The gear of one man, but clearly a man it would be a bad idea to be caught stealing the dinner of.
Temple’s eyes crawled from meat to axe and back, and his mouth watered with an intensity almost painful. Possible death by axe loomed large at any time, but at that moment certain death from hunger loomed larger yet. He slowly straightened, preparing to—
‘Nice night for it.’ Northern words in a throaty whisper of a voice, just behind Temple’s ear.
He froze, small hairs tingling up his neck. ‘Bit windy,’ he managed to croak.
‘I’ve seen worse.’ A cold and terrible point pricked at the small of Temple’s back. ‘Let’s see your weapons, slow as snails in winter.’
‘I am… unarmed.’
A pause. ‘You’re what?’
‘I had a knife, but…’ He had given it to a bony farmer who killed his best friend with it. ‘I lost it.’
‘Out in the big empty without a blade?’ As though it was strange as to be without a nose. Temple gave a girlish squeak as a big hand slipped under his arm and started to pat him down. ‘Nor have you, ’less you’re hiding one up your arse.’ An unpleasing notion. ‘I ain’t looking there.’ That was some relief. ‘You a madman?’
‘I am a lawyer.’
‘Can’t a man be both?’
Self-evidently. ‘I… suppose.’
Another pause. ‘Cosca’s lawyer?’
‘I was.’
‘Huh.’ The point slipped away, its absence leaving a prickling spot in Temple’s back. Even unpleasant things can be sorely missed, apparently, if you have lived with them long enough.
A man stepped past Temple. A great, black, shaggy shape, knife-blade glinting in one hand. He dragged a long sword from his belt and tossed it on the blanket, then lowered himself cross-legged, firelight twinkling red and yellow in the mirror of his metal eye.
‘Life takes you down some strange paths, don’t it?’ he said.
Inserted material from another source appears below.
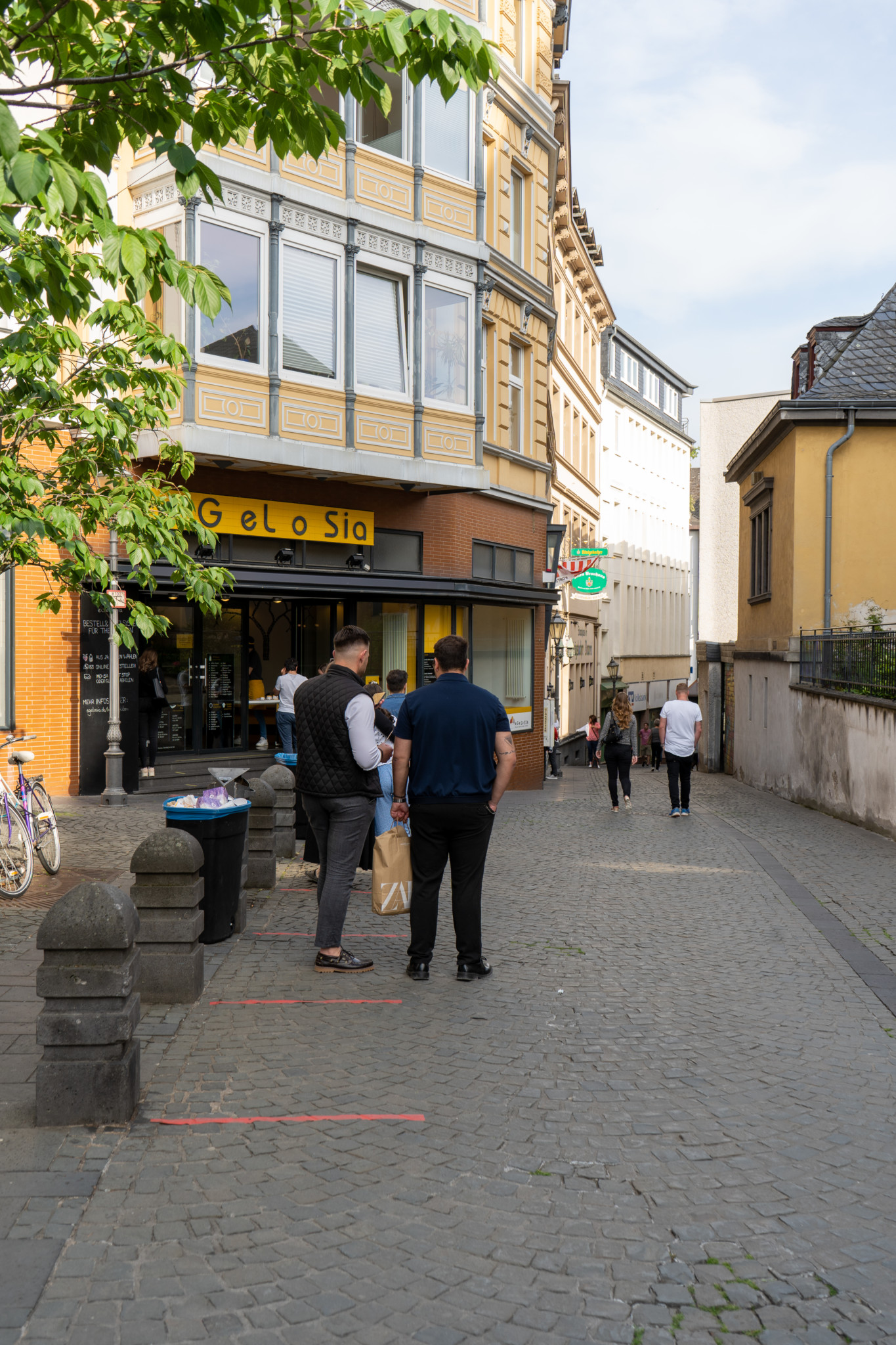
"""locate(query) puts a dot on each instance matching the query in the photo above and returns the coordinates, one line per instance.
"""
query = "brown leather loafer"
(345, 962)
‘Caul Shivers,’ muttered Temple, not at all sure whether to feel better or worse.
Shivers reached out and turned the spit between finger and thumb, fat dripping into the flames. ‘Hungry?’
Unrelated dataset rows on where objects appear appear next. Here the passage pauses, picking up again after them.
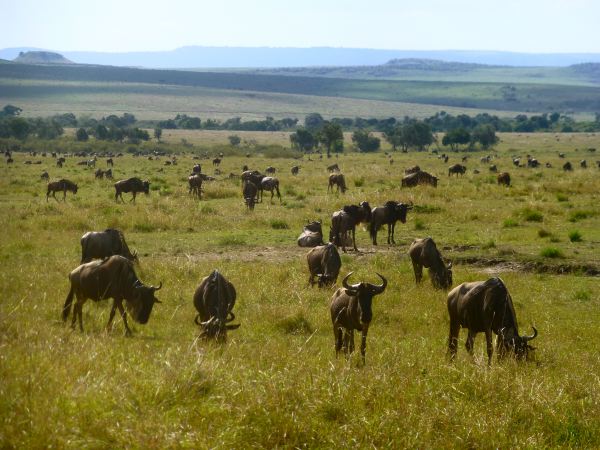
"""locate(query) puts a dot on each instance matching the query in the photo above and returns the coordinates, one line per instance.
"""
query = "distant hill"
(40, 57)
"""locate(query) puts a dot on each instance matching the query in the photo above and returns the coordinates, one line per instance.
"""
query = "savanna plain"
(276, 382)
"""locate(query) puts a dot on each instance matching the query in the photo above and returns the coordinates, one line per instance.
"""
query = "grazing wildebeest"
(388, 214)
(133, 185)
(337, 180)
(424, 253)
(345, 221)
(504, 178)
(195, 185)
(486, 306)
(324, 262)
(351, 309)
(102, 244)
(214, 300)
(61, 185)
(457, 169)
(417, 178)
(413, 169)
(312, 235)
(110, 278)
(250, 192)
(270, 184)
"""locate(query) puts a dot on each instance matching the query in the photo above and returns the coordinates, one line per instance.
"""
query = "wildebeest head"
(365, 293)
(140, 305)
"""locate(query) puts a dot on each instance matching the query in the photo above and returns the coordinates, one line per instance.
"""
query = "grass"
(277, 382)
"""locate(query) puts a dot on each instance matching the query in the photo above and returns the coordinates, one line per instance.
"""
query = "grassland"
(276, 382)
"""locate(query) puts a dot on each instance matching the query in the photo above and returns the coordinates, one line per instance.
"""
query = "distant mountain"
(40, 57)
(270, 57)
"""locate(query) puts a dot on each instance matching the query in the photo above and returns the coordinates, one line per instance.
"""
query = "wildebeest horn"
(528, 338)
(380, 288)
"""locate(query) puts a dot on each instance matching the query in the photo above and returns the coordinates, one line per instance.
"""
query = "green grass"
(276, 383)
Temple licked his lips. ‘Is that just a question… or an invitation?’
‘I’ve got more’n I can eat. You’d best bring that horse up before it shakes loose. Watch your step, though.’ The Northman jerked his head back into the trees. ‘There’s a gorge that way might be twenty strides deep, and with some angry water at the bottom.’
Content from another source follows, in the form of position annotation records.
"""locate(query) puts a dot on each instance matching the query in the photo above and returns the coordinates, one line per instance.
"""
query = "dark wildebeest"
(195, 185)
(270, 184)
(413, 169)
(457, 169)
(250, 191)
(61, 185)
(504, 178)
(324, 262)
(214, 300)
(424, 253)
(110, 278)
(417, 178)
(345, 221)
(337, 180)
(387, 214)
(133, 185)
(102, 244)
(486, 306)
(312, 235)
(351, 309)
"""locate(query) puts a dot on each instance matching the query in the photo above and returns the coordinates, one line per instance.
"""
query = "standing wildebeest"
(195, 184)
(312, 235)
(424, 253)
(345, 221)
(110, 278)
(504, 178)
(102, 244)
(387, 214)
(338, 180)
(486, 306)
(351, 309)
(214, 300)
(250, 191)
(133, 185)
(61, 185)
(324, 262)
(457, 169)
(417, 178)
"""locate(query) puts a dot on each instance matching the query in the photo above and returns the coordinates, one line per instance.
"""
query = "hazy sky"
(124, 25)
Temple brought the horse up and hobbled it, stripped its saddle and the damp blanket beneath, abandoned it to nuzzle at whatever grass it could find. A sad fact, but the hungrier a man is the less he tends to care about the hunger of others. Shivers had carved the carcass down to the bones and was eating from a tin plate with the point of his knife. More meat lay gleaming on some torn-off bark on the other side of the fire. Temple sank to his knees before it as though it were a most hallowed altar.
‘My very great thanks.’ He closed his eyes as he began to eat, sucking the juice from every morsel. ‘I was starting to think I’d die out here.’
‘Who says you won’t?’
A shred of meat caught in Temple’s throat and he gave an awkward cough. ‘Are you alone?’ he managed to gasp out—anything but more of the crushing silence.
‘I’ve learned I make poor company.’
‘You aren’t worried about the Ghosts?’
The Northman shook his head.
‘I hear they’ve killed a lot of people in the Far Country.’
‘Once they’ve killed me I’ll worry.’ Shivers tossed down his plate and leaned back on one elbow, his ruined face shifting further into the darkness. ‘A man can spend the time he’s given crapping his arse out over what might be, but where does it get you?’
Where indeed? ‘Still hunting for your nine-fingered man?’
‘He killed my brother.’
Temple paused with another piece of meat halfway to his mouth. ‘I’m sorry.’
‘You’re sorrier’n me, then. My brother was a shit. But family is family.’